Online Learners Are More Prone to Multitasking
March 14, 2019
While there is compelling evidence to support the benefits of multitasking, not everyone agrees. Many educational researchers believe multitasking reduces a student’s finite cognitive capacity and limits their ability to process new information, which can negatively affect learning. A new study published by a team of reseachers at Kent State University has found that multitasking’s negative effects may have specific implications for online learning.
The new study, which was carried out by Andrew Lepp, Jacob E. Barkley, Aryn C. Karpinski, and Shweta Singh and published in January 2019, surveyed a group of undergraduate students at a large university in the midwest. As the authors state, “Multitasking was significantly greater in online than face-to-face courses.” The survey also contains several other notable findings.

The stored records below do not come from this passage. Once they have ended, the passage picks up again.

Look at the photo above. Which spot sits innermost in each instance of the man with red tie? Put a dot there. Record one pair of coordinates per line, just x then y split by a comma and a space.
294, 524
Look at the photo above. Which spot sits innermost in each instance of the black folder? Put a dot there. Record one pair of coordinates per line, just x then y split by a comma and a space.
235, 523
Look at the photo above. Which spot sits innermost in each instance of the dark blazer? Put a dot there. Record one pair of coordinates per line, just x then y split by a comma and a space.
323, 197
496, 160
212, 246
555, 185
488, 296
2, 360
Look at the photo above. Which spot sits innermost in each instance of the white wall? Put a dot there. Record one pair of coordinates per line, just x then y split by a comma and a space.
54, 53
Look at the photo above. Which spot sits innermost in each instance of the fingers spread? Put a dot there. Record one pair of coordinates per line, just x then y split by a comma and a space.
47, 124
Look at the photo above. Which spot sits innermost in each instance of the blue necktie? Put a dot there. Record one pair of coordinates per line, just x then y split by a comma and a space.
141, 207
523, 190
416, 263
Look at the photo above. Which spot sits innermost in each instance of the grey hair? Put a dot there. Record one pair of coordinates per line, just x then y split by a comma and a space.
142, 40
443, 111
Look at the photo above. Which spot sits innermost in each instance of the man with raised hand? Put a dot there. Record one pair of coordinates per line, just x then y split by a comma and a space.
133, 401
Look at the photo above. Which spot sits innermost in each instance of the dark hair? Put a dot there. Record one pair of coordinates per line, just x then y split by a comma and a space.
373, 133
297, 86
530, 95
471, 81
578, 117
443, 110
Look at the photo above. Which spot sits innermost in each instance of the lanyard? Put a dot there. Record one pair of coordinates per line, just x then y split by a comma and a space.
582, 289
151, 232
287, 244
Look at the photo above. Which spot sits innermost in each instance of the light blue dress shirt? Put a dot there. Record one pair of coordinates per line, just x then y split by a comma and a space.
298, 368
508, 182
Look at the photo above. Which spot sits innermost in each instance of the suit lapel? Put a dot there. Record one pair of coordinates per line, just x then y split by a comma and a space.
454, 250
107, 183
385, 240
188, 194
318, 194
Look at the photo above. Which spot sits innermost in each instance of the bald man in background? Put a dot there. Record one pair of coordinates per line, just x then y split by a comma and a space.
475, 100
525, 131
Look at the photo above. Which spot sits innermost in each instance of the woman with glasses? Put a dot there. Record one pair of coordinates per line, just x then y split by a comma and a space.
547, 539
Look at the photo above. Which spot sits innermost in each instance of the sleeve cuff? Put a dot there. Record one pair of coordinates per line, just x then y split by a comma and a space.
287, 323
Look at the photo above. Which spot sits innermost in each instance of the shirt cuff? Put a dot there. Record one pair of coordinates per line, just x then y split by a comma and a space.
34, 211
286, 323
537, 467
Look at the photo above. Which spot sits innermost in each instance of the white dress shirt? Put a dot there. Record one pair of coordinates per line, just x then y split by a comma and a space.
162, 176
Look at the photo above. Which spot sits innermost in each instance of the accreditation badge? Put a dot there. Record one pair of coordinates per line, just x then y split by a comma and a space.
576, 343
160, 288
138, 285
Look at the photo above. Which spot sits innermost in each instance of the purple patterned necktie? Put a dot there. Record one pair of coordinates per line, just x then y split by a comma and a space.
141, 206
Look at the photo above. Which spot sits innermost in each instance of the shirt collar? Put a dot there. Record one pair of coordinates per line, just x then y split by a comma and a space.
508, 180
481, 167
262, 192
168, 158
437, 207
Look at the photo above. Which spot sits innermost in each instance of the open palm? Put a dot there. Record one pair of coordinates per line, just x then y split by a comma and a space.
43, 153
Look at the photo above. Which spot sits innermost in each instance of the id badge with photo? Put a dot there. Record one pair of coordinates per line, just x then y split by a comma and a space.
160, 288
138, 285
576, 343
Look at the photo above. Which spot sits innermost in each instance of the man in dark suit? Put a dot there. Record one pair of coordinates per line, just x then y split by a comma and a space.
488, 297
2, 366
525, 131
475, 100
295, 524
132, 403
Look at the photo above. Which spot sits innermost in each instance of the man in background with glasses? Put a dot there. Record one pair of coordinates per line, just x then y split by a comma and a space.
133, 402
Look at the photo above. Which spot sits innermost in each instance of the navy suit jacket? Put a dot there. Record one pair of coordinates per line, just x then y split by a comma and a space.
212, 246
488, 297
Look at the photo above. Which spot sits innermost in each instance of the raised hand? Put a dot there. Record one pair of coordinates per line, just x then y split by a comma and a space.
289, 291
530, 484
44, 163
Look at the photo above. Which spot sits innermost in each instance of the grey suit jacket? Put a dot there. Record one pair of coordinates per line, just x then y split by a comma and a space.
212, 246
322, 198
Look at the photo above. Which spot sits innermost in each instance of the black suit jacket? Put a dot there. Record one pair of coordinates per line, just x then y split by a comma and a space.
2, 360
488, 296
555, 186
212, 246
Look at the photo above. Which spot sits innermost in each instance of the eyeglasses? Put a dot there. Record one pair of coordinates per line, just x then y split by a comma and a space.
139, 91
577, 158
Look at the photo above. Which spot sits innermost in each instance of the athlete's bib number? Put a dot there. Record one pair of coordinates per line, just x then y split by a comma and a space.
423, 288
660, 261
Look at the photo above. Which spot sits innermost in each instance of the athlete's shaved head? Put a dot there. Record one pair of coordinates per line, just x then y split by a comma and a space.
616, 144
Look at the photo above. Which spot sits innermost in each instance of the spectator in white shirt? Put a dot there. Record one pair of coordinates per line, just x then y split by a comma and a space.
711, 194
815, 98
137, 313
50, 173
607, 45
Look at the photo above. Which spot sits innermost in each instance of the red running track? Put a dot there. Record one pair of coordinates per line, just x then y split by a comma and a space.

Study’s Method and Focus Group
For this study, the researchers recruited students during class time from several high-enrollment classes in different fields of study, including sociology, applied statistics, and gerontology. A brief survey was distributed and completed during class by all students who agreed to participate (this initial survey included 452 undergraduate students). The first question on the survey asked, “Have you ever taken a 100% online college course?” Of the 452 students asked this question, 296 said yes, and they completed the remaining questions on the survey. Slightly more females than males completed the survey (193), the vast majority of students (88%) lived on campus or within 20 minutes of campus, the mean age of the respondents was 20.6, and on average, the students surveyed reported owning at least two internet-enabled devices on average. The survey used a Likert-type scale to ask questions about multitasking behaviors in online versus face-to-face courses.
The key finding of Lepp et al.’s study was that students reported significantly greater multitasking behavior in online versus face-to-face courses. Common multitasking behaviors included sending text messages, email, visiting online social networking sites, and watching videos. Many students also reported talking to friends online and playing video games while attending to online coursework.
The study found that some predictors appeared to negatively impact students likelihood of multitasking. These predictors included age and existing internet addiction. Another obvious factor was the absence of rules and surveillance in online courses. When students are in class and being watched, they tend to exhibit increased control over their online multitasking behaviors, even if they are already predisposed to such behaviors.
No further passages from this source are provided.